Llama 3.3 Model Card
What this is
Llama 3.3 is a 70B-parameter multilingual large language model released by Meta on December 6, 2024. It is an auto-regressive transformer available in pretrained and instruction-tuned variants, trained on approximately 15 trillion tokens with a knowledge cutoff of December 2023. The instruction-tuned version is optimized for multilingual dialogue and is positioned as a successor to Llama 3.1 70B Instruct.
Capabilities
Llama 3.3 70B Instruct scores 86.0 on MMLU, 50.5 on GPQA Diamond, 88.4 pass@1 on HumanEval, 77.0 on MATH, and 91.1 on MGSM multilingual math. It accepts and outputs multilingual text and code across 8 supported languages: English, German, French, Italian, Portuguese, Hindi, Spanish, and Thai. The context window is 128k tokens, with Grouped-Query Attention for inference scalability.
Evaluation methodology
Meta evaluated the model on common use-case benchmarks covering chatbot, coding assistant, and tool-call scenarios using adversarial datasets, with Llama Guard 3 filtering both inputs and outputs. Capability-specific benchmarks addressed long context, multilingual tasks, tool calls, coding, and memorization. Red teaming was conducted on a recurring basis, with findings fed back into benchmark refinement and safety tuning datasets.
Safety testing
Red teaming was performed by experts in cybersecurity, adversarial machine learning, responsible AI, and integrity, alongside multilingual content specialists with market-specific backgrounds. CBRNE uplift testing assessed whether the model could "meaningfully increase the capabilities of malicious actors to plan or carry out attacks" using chemical, biological, radiological, nuclear, or explosive materials. Child safety assessments used objective-based methodologies across multiple attack vectors and supported languages. A cyber attack uplift study evaluated the model as an autonomous agent in offensive operations, specifically ransomware attack simulations without human intervention.
Mitigations
The instruction-tuned model uses supervised fine-tuning and reinforcement learning with human feedback (RLHF). Safety fine-tuning combines human-generated and synthetic data, with LLM-based classifiers selecting high-quality prompts and responses; refusal tone guidelines were explicitly incorporated. Meta provides Llama Guard 3, Prompt Guard, and Code Shield as system-level safeguards, included by default in all reference implementations. The card states the model "is not designed to be deployed in isolation" and that developers are responsible for adding guardrails appropriate to their use case.
Deployment and access
Llama 3.3 is released under a custom Llama 3.3 Community License Agreement permitting commercial and research use. The license covers use of model outputs for synthetic data generation and distillation to improve other models. Use in violation of applicable laws, the Acceptable Use Policy, or in unsupported languages without appropriate safeguards is explicitly out of scope.
Limitations
Meta states that "testing conducted to date has not covered, nor could it cover, all scenarios" and that the model "may in some instances produce inaccurate, biased or other objectionable responses to user prompts." Output behavior cannot be predicted in advance across all deployment contexts.
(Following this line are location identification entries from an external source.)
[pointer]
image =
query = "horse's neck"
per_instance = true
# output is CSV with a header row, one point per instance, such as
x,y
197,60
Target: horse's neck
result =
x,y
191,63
Safety and helpfulness performance is guaranteed only for the 8 officially supported languages; use in other languages is explicitly discouraged without fine-tuning and system controls.
What's new
The card does not include an explicit changelog relative to a prior Llama 3.3 version. Compared to Llama 3.1 70B Instruct, Llama 3.3 70B Instruct shows improvements on MMLU Pro (68.9 vs. 66.4), IFEval (92.1 vs. 87.5), HumanEval (88.4 vs. 80.5), MATH (77.0 vs. 68.0), and MGSM (91.1 vs. 86.9).